Yazımızın başlığını neden İsrail şehri olan ve onların yetiştirdiği kabuğu kalın olan Yafa portakalı koyduk? Yafa’ya hizmet ettiği izlenimini verdiği için. Haber programı sunan bir yafa, muhabir ABD’den Sayın Cumhurbaşkanının ABD seyahati ile alakalı olarak haber veriyor. “Yemekten sonra da devam edecek olan görüşme üç saati bulacaktır” diyor.
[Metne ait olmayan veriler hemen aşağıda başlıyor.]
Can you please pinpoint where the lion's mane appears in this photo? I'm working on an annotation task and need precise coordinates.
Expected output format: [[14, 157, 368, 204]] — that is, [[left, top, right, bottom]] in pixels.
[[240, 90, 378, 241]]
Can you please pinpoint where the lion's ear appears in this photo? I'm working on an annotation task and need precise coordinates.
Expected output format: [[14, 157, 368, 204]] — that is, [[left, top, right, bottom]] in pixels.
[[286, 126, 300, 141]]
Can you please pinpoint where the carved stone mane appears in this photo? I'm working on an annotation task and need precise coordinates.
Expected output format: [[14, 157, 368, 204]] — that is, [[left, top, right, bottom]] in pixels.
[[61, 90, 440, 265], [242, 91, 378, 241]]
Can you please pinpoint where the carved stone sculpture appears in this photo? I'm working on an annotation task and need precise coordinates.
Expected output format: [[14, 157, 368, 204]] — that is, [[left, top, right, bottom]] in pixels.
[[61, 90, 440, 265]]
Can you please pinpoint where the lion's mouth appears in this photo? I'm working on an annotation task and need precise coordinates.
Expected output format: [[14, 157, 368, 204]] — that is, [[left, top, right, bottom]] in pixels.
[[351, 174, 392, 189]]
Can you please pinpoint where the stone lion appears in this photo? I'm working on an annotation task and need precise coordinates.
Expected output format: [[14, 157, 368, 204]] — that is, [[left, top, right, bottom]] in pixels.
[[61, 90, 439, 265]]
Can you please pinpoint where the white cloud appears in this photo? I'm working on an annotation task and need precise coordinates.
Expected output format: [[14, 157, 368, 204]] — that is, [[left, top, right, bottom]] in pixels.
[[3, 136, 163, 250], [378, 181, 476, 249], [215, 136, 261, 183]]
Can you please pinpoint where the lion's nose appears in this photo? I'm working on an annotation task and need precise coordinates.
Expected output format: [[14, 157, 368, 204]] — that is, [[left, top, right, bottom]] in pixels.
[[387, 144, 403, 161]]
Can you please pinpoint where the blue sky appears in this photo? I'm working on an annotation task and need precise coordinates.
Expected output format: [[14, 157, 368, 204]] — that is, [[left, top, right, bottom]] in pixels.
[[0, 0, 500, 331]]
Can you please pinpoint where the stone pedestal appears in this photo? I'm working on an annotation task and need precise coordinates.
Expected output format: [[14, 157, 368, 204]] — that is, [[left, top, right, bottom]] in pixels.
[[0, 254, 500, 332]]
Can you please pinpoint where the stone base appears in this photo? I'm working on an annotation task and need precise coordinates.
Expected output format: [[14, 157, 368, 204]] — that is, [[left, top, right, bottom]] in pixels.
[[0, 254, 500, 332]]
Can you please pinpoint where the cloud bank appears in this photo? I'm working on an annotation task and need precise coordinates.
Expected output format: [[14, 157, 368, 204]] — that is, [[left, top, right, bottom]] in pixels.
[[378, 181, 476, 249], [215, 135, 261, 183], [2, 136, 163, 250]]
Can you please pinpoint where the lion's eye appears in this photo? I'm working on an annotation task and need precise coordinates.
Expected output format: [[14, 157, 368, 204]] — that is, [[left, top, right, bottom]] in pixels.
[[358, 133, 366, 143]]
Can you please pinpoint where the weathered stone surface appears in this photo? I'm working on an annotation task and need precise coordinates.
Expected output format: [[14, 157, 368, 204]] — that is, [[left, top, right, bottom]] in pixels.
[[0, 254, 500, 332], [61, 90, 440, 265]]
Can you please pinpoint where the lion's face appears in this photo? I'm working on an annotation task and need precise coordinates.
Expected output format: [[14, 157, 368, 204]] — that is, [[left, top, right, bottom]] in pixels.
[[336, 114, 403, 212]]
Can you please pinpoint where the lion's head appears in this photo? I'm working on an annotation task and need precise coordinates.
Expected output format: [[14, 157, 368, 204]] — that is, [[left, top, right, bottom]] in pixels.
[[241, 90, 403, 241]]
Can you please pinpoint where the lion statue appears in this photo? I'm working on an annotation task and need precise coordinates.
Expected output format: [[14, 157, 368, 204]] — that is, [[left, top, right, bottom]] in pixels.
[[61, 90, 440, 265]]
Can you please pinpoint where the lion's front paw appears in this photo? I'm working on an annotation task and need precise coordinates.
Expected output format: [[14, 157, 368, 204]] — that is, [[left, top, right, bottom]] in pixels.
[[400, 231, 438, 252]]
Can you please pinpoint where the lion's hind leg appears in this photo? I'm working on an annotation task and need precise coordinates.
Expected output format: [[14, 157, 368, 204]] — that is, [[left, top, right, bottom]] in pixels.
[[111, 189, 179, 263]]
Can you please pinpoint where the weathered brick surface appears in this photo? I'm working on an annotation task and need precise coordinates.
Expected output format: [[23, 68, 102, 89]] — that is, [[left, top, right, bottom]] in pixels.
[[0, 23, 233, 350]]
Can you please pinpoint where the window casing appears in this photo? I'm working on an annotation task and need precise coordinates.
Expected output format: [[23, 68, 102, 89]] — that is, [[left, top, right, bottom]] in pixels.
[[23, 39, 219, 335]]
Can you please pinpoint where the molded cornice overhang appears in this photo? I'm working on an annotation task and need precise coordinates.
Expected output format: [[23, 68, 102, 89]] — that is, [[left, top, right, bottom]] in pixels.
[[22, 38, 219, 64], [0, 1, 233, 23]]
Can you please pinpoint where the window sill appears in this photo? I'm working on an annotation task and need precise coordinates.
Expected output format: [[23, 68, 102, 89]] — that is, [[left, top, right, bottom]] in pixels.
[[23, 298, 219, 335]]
Bu yafa da güya alay ediyor “desene üç saat güzel bir zaman geçirecekler” deme küstahlığını gösteriyor. Bu haber devletin bekasıyla alakalı bir görüşmeyi haber verirken o yafa “hoş bir vakit geçirme “olarak alay ediyor. Bu adamın üslubunun basın hürriyetiyle alakası nedir acaba? Buna fikir özgürlüğü mü dersin, basın hürriyeti mi dersin yoksa haddini bilmemek mi dersin? Bunlar hakkında bir soruşturma açılınca da hemen malum çevrelerle beraber yurt içerisinde de CHP bağırıyor “dokunma!” diye. Bu kıçı kırık sunucuya ABD sermayesinin beslemesine haddini bildireceksin arkadaş. Sevmeye bilirsin tenkit edebilirsin ama önemli bir görüşmeyi “hoşça vakit geçirme” olarak anlatırsan birisi o lafı sana yedirmelidir… Hani çocukların bir oyunundaki tekerlemeleri var” portakalı soydum…” diye. İşte o portakalı soyarak bu densizin başucuna mı yoksa başka yere mi korsunuz bilemem ama o sözleri yutturulmalıdır. Haddi bildirilmelidir.
TECAHÜL-Ü ARİF
Bir atı iyi koşarsa her koşuya dahil ederler. Bir başarısı yoksa sakarlık ediyor, inat ediyor ve yarış kazanamıyorsa bir daha meydana çıkarmazlar. Yarışlarda %20 performans gösterdiği, bununla başarı kazandığı ileri sürülerek bunu zafer kabul edip teşekkür edenlerin, sahaya sürenlerin aklı nerede acaba? %50-60 varken neden %20 başarı sayılır hangi mantık kabul eder acaba? Bir başkasının da haklı olarak %30 başarı yakaladığını ileri sürerek zafer narası atması olağandır. Çünkü 30 her zaman 20 den büyüktür. Hem başarısız diye defalarca denemene rağmen yeniden meydana sürmeniz akla mantığa sığar mı? Zaten tescilli bir mağluptur o. İki denemişten iki başarısızdan bir başarı hikayesi çıkmaz çıkmayacaktır. Olan taraftara olacaktır. Hiç denememiş, pırlanta gibi pek çok koşucu hem de uzun mesafe koşucusu varken nefesi tükenmiş, başarısızlığı tescilli, Bremen’den gelenleri hatırlatanları mücadele meydanına sürerler bilen var mıdır?
Daha önce de bir Arif gidiyor diğer Arif geliyordu. Şimdi de bir Arif gitti diğer Arif geldi. Gitti Arif geldi Arif… Söyleyin bu nasıl tarif? Biz muhaliflerin topuna karşılığımızı her yerde hatta onların sosyal medya adreslerinde de ifade ettik. Bunların karşılığı tecahül-ü Arif olmamalıdır. Varsa bir başarıları ekip haline zaferleri varsa söylenmelidir. %20 başarı değildir. “Arif-i ümmi” denilen arkadaşın %30 ile övünmesi hakkıdır. Çünkü diğerinden daha büyüktür. Bu gün tecahül yapmak geçerli olabilir ancak bir gün “hüsn-ü ta’lil” ile”tenasüp”ile yolcu olacakları da kesindir. Dönen dolapları tasvip etmiyoruz. Tercihin böyle olmasına da tarafsızlıkla bakıyoruz. Görünen köy kılavuz istemez.